Table of Contents
Introduction to Lasso Regression and Regularization
Lasso regression, which stands for Least Absolute Shrinkage and Selection Operator, is a revolutionary technique in statistical modeling designed to enhance the accuracy and interpretability of regression models. Unlike traditional methods, Lasso is specifically engineered to handle complex datasets characterized by numerous predictor variables, making it exceptionally valuable in modern machine learning and data science. Its core power lies in its ability to perform automatic feature selection alongside coefficient estimation.
This powerful method proves indispensable when addressing common challenges in model building, such as data containing high dimensionality or severe multicollinearity—a situation where predictor variables are highly correlated with one another. By introducing a specific type of penalty term to the objective function, Lasso effectively shrinks the impact of less influential predictors. This process not only stabilizes the model estimates but also drives the coefficients of irrelevant variables precisely to zero, leading to a simpler, more parsimonious model that is less prone to overfitting the training data.
The application of this technique is straightforward yet profound.

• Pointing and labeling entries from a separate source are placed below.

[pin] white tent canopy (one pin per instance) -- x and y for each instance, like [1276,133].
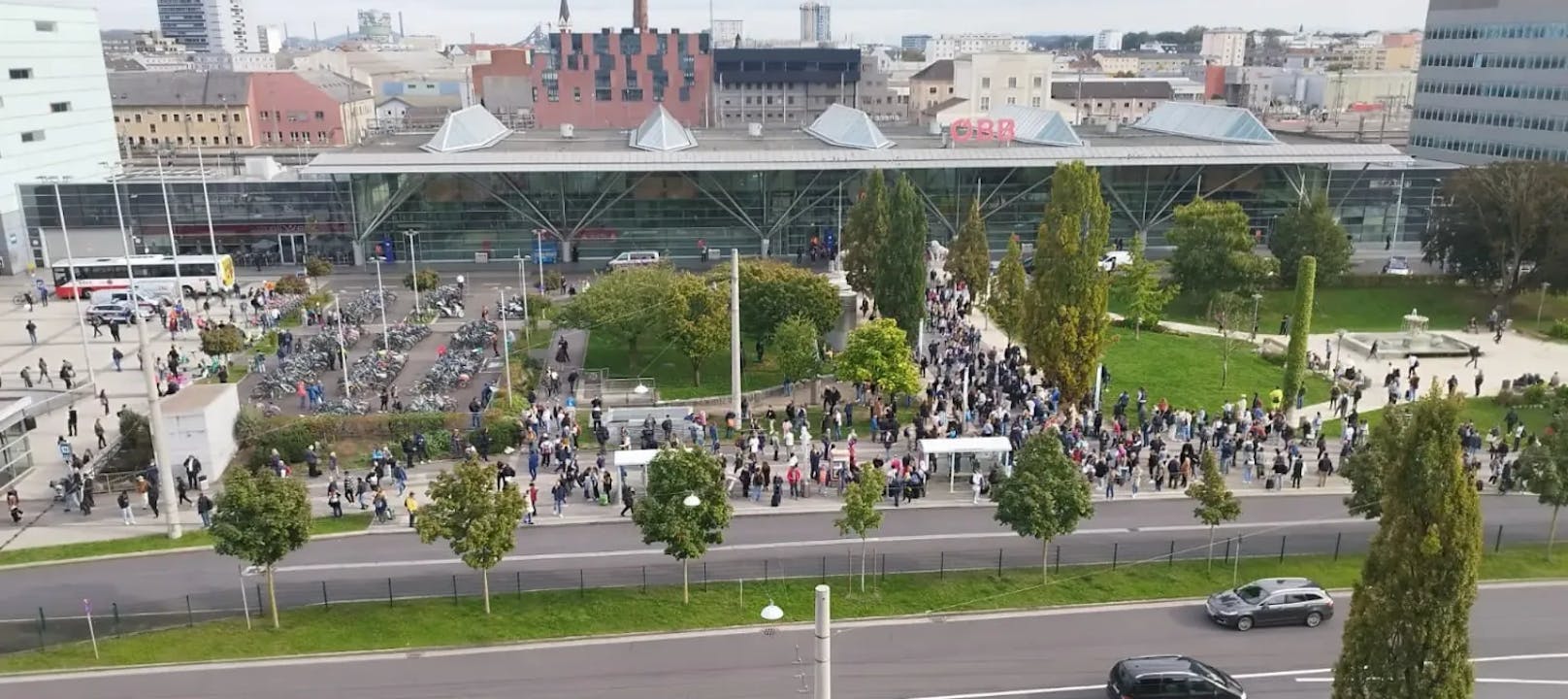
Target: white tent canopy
[966,446]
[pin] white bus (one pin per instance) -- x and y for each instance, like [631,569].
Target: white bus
[154,275]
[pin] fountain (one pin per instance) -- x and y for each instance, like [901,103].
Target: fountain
[1415,339]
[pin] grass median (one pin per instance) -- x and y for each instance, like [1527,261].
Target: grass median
[195,538]
[535,616]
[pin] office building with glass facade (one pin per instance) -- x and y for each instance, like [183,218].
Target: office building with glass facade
[477,190]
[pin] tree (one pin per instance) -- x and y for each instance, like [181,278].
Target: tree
[1140,290]
[1065,316]
[674,475]
[221,341]
[1493,219]
[1216,500]
[796,347]
[1425,555]
[865,234]
[478,520]
[1008,290]
[1214,251]
[1045,497]
[1300,326]
[773,292]
[860,510]
[259,519]
[698,324]
[878,351]
[898,285]
[628,306]
[1543,471]
[969,257]
[1310,229]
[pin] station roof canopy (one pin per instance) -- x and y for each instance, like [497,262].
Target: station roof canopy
[1208,122]
[471,129]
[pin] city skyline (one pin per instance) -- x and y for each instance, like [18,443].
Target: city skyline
[865,20]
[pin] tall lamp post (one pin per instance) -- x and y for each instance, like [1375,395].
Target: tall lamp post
[71,267]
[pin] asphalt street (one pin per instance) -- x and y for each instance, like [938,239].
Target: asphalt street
[755,548]
[1517,642]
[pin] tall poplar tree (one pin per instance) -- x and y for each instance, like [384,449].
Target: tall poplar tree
[900,262]
[865,234]
[1408,630]
[1065,316]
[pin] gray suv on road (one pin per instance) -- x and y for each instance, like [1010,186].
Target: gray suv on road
[1270,602]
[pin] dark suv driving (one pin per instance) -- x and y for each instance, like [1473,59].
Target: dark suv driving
[1270,602]
[1170,678]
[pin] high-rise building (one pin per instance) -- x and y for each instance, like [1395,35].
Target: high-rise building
[56,116]
[206,25]
[1107,41]
[1493,82]
[816,22]
[1225,46]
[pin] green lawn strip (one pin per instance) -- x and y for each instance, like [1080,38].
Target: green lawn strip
[195,538]
[532,616]
[671,372]
[1186,370]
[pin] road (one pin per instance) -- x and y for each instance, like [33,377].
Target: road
[1045,653]
[756,546]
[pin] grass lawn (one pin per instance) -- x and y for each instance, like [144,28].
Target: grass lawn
[671,372]
[195,538]
[1382,309]
[534,616]
[1186,370]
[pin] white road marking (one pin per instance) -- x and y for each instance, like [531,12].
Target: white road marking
[801,544]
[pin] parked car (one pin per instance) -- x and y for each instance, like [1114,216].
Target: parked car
[1170,678]
[1270,602]
[1115,259]
[1397,267]
[633,259]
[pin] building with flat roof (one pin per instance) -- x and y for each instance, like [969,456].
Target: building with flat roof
[1493,82]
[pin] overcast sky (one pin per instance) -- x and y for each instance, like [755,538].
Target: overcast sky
[863,20]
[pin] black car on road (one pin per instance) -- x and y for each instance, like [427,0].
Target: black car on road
[1270,602]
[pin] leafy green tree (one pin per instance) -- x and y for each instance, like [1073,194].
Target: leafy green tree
[797,351]
[969,257]
[1008,292]
[1300,326]
[698,324]
[1310,229]
[865,234]
[898,285]
[773,292]
[1543,471]
[1216,500]
[878,351]
[860,510]
[478,520]
[1425,558]
[628,306]
[1214,251]
[259,519]
[1137,285]
[1065,316]
[1493,219]
[1045,497]
[669,515]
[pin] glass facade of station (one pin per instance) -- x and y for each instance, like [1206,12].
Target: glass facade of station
[460,216]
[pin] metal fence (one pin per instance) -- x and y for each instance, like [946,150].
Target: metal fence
[66,621]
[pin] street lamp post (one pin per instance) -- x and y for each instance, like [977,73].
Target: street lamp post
[76,290]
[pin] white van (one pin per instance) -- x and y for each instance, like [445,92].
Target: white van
[633,259]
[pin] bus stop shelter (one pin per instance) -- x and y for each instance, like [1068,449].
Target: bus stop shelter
[1000,447]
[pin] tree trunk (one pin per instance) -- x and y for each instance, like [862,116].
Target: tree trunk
[485,586]
[272,597]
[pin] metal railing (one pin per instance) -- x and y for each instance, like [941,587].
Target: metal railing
[63,621]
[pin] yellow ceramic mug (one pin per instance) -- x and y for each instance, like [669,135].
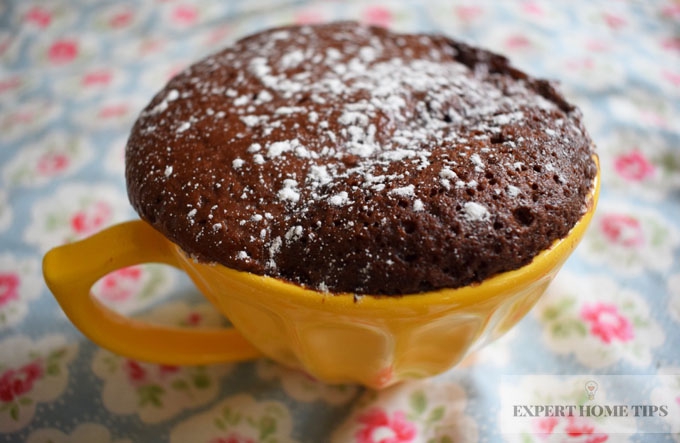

It provides a robust mechanism for regularization, ensuring that the model maintains strong predictive power while simultaneously eliminating noise introduced by non-essential features. This tutorial details the implementation of Lasso regression within the highly capable R programming environment, utilizing the specialized glmnet package to demonstrate its practical utility through a step-by-step example.
The Mathematical Foundation: OLS vs. L1 Regularization
To fully appreciate the mechanism of Lasso regression, it is essential to understand its departure from standard ordinary least squares regression (OLS). In OLS, the primary objective is to find the set of coefficient estimates (β) that minimizes the overall Residual Sum of Squares (RSS). This measure quantifies the total discrepancy between the observed data points and the values predicted by the model, aiming for the best possible fit to the training data.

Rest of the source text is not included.